Apuntes en viaje

La Academia

Los martes remontamos juntos la experiencia del juego que a la vez es competencia y la actividad de asomarse en el horizonte más próximo de la evasión.

Foto: MARTA TOLEDO

Los martes por la tarde juego al ping-pong con Gonzalo S., escritor, docente, periodista (no siempre en ese orden) y amigo. La situación se repite en loop: él gana, yo me esfuerzo, siempre de manera infructuosa, pero al menos lo intento.

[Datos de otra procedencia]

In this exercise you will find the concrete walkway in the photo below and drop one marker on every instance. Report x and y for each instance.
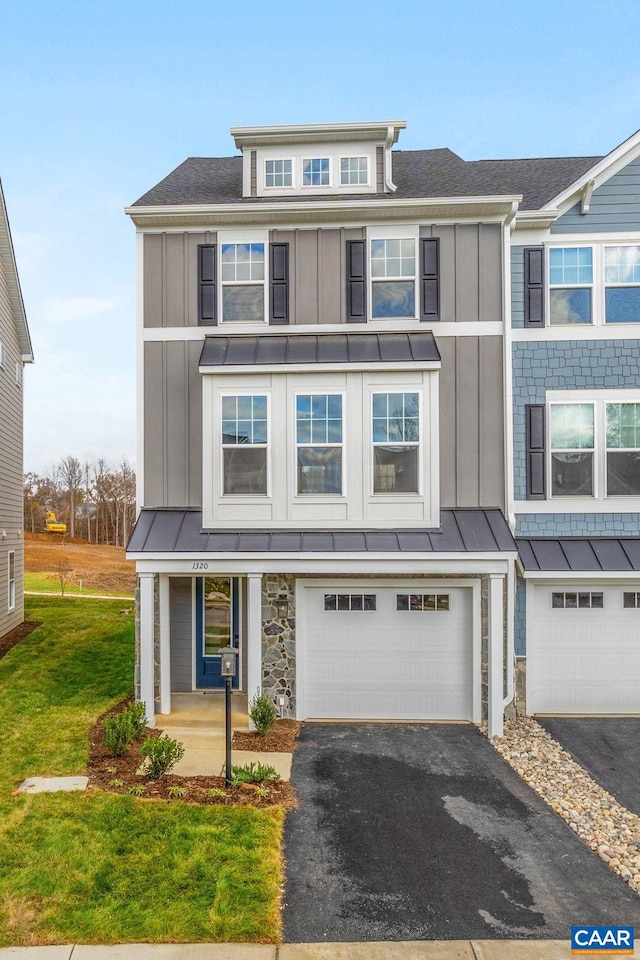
(409, 950)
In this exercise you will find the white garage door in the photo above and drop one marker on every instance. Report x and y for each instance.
(583, 649)
(388, 653)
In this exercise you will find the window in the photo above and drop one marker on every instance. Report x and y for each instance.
(354, 170)
(242, 274)
(577, 601)
(319, 443)
(244, 445)
(572, 446)
(393, 278)
(278, 173)
(12, 580)
(570, 282)
(315, 173)
(422, 601)
(350, 601)
(622, 284)
(396, 440)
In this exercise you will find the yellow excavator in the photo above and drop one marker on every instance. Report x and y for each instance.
(51, 524)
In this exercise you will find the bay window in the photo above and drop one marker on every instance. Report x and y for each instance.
(396, 442)
(244, 445)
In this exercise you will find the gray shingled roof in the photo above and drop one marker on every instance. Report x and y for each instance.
(179, 530)
(417, 174)
(580, 554)
(341, 348)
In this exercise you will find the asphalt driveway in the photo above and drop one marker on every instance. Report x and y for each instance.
(608, 748)
(422, 831)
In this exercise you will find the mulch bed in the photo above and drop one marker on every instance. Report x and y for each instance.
(280, 739)
(16, 635)
(119, 775)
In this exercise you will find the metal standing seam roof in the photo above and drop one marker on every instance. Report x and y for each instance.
(342, 348)
(179, 530)
(418, 174)
(580, 554)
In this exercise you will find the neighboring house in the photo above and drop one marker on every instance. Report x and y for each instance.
(15, 351)
(325, 422)
(575, 342)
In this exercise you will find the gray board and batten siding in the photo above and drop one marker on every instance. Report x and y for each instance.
(471, 422)
(11, 470)
(470, 274)
(614, 206)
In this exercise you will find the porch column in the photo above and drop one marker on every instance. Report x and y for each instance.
(254, 634)
(496, 655)
(147, 664)
(165, 646)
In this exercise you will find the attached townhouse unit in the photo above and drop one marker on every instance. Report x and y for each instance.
(15, 351)
(328, 420)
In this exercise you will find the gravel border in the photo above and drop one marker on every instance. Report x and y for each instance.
(608, 828)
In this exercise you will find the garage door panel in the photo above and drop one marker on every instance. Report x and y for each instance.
(388, 664)
(584, 660)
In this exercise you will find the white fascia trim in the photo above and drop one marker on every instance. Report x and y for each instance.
(384, 367)
(620, 331)
(581, 576)
(316, 133)
(629, 505)
(8, 260)
(475, 328)
(322, 563)
(602, 171)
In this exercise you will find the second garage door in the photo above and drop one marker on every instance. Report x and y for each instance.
(388, 653)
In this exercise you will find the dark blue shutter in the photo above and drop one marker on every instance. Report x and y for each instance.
(536, 453)
(429, 278)
(356, 281)
(207, 283)
(534, 287)
(279, 283)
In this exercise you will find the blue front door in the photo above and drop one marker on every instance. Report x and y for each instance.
(217, 625)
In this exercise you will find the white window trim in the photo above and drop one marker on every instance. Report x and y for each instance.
(246, 236)
(597, 285)
(599, 399)
(420, 445)
(393, 232)
(11, 581)
(218, 446)
(309, 497)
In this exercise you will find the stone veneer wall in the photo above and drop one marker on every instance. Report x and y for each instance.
(279, 643)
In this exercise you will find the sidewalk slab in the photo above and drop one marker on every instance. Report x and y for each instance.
(52, 784)
(174, 951)
(383, 950)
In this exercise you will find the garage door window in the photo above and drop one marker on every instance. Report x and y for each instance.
(577, 601)
(423, 602)
(350, 601)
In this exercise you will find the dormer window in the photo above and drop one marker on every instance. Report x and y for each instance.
(278, 173)
(315, 173)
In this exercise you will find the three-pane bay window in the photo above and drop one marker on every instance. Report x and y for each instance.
(572, 445)
(393, 278)
(396, 441)
(244, 445)
(242, 276)
(319, 443)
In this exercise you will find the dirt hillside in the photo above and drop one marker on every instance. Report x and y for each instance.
(99, 567)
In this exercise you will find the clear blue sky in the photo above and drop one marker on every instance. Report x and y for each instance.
(100, 100)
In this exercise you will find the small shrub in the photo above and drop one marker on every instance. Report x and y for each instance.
(254, 773)
(177, 791)
(117, 733)
(263, 714)
(161, 754)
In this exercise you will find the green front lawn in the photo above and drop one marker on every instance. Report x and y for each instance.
(98, 867)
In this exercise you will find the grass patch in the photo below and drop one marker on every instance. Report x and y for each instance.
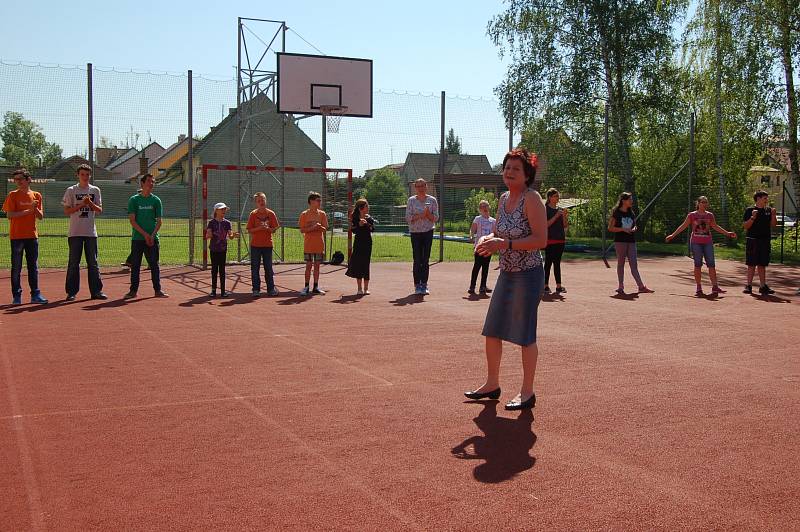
(115, 236)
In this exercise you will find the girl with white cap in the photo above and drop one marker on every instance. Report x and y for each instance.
(219, 231)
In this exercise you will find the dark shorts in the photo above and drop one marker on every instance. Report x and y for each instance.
(758, 251)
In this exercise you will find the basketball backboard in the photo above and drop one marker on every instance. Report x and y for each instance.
(307, 82)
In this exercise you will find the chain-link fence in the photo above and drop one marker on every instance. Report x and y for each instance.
(143, 122)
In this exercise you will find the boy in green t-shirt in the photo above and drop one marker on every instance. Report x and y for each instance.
(144, 213)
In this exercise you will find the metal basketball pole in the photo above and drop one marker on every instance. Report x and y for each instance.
(442, 156)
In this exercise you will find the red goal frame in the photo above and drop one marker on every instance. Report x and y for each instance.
(285, 169)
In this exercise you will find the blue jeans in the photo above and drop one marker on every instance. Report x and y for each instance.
(421, 247)
(140, 248)
(78, 246)
(257, 256)
(31, 248)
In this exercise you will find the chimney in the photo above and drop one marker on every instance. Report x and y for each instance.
(143, 164)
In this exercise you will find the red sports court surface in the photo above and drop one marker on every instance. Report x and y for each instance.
(662, 411)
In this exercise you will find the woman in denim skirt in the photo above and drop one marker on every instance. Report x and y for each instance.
(520, 232)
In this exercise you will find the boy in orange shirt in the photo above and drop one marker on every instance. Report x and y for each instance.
(261, 224)
(313, 224)
(23, 207)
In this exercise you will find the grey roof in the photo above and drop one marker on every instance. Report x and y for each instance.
(131, 153)
(425, 165)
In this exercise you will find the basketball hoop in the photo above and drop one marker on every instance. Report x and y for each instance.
(333, 116)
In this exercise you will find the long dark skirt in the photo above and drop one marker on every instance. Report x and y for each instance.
(513, 309)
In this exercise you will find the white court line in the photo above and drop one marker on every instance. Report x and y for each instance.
(194, 402)
(28, 471)
(367, 491)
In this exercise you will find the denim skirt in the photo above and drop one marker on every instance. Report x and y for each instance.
(514, 305)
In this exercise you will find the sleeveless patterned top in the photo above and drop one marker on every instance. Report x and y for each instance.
(515, 225)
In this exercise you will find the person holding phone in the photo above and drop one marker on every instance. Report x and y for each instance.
(422, 213)
(82, 202)
(261, 224)
(758, 223)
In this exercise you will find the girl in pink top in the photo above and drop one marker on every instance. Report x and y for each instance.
(702, 222)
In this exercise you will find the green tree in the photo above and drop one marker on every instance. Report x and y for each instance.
(780, 20)
(568, 55)
(384, 188)
(475, 197)
(24, 143)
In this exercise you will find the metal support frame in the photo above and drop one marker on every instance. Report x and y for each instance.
(254, 77)
(273, 170)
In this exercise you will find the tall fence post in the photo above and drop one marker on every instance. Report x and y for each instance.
(442, 155)
(190, 170)
(605, 178)
(90, 117)
(691, 177)
(511, 122)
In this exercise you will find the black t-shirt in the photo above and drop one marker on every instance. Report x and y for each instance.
(556, 230)
(761, 226)
(624, 219)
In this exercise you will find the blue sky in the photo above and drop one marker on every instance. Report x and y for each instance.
(416, 45)
(419, 48)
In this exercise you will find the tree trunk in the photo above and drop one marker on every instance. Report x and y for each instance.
(791, 96)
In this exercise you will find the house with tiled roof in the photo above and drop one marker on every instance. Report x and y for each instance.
(771, 175)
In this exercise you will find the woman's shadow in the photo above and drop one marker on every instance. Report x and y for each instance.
(504, 446)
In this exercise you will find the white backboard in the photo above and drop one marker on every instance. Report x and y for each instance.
(305, 82)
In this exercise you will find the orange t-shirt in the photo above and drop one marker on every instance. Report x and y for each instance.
(22, 226)
(261, 239)
(313, 242)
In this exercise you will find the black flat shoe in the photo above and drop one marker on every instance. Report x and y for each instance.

Entonces el juego, que es a la vez competencia absurda por una corona de hombría, se convierte en la excusa para vernos, suspender tiempo y espacio entre paréntesis, pasar el rato entregados a la charla. El bar como institución; nuestro refugio pasajero.

Pasan los años y Gonzalo sigue siendo para mí un misterio sin revelar, una estructura funcional a su ficción, un sujeto que sufre la felicidad como una enfermedad. En cada expresión emplea un tono de remordimiento defensivo que su descomunal intuición no logra empujar hacia un segundo plano. A veces solo busca despegarse de lo que le ha estado provocando su sombra, vaciar el interior de los pensamientos negros. El tiempo convirtió a Gonzalo en una unidad atomizada: leer, escribir, dar clases; aunque también deprimirse, recibir una pequeña herencia, viajar, desaparecer.

(Detrás de la barra cohabitan dos lámparas enanas junto a pósteres de fernet Branca; del cielorraso pende la ristra de lámparas en tubo que derraman luz fofa, imprimen la frialdad de una cueva sepultada en un glaciar. Justo antes del ingreso a los baños, estantes de acero inoxidable acumulan vasos y vajilla metódicamente desplegados por el bachero, un individuo en crisis con su peinado, con cara de sueño, grandes orejas, las cuerdas gruesas del ceño. Está metido en un jogging Le Coq Sportif azul oscuro, hunde la mirada en el aire. Nosotros dejamos por un momento las paletas para trenzar una nueva charla.)

Frente a una situación dramática que amenaza llegar al pico de revelación con la que todos soñamos cuando hablamos en profundidad con alguien, Gonzalo se repliega para morderse la lengua. Las sensaciones proceden en el interior y se quedan ahí, sin entregarse a la vergüenza de la sinceridad. Los issues de Gonzalo son la debilidad corporal –exuda una hipocondría alarmante–, el deseo, la literatura, la pareja, la política, las clases, los viajes y, sobre todo –y aquí tenemos el elemento más aterrador del sistema–, una única certeza: la de que todo lo que está por venir será peor.

De forma que teje su guion psíquico acorde al tamaño de la angustia, y lo ejecuta a la perfección, con desesperación y frialdad, la misma de quien practica un trasplante de médula. Su obra (no me refiero solo a los libros que escribió, o artículos, sino también a los mails o whatsapps) puede leerse como una preocupación acerca del funcionamiento estúpido del mundo, donde apunta a desmitificar la inteligencia, el gusto, el poder burgués. Sus reflexiones en voz alta pueden tanto concentrarse en epigramas de cinco palabras como expandirse en consideraciones sobre los problemas generales del lenguaje y los grandes conflictos de la humanidad.

Decía entonces que los martes remontamos juntos la experiencia del juego que a la vez es competencia y la actividad de asomarse en el horizonte más próximo de la evasión. Martes a martes, página por página, escribimos (con una tipografía atolondrada) una novela vital dispersa, a cuatro manos, que solo puede ser imaginada como hazaña entregada a la gracia de la aventura imposible. Ese pequeño cosmos que germina como afluente en La Academia y ofrece el arsenal de pensamiento para fabricar un gesto de confianza en el otro, y de desconfianza del mundo como organizador de sus propios acontecimientos.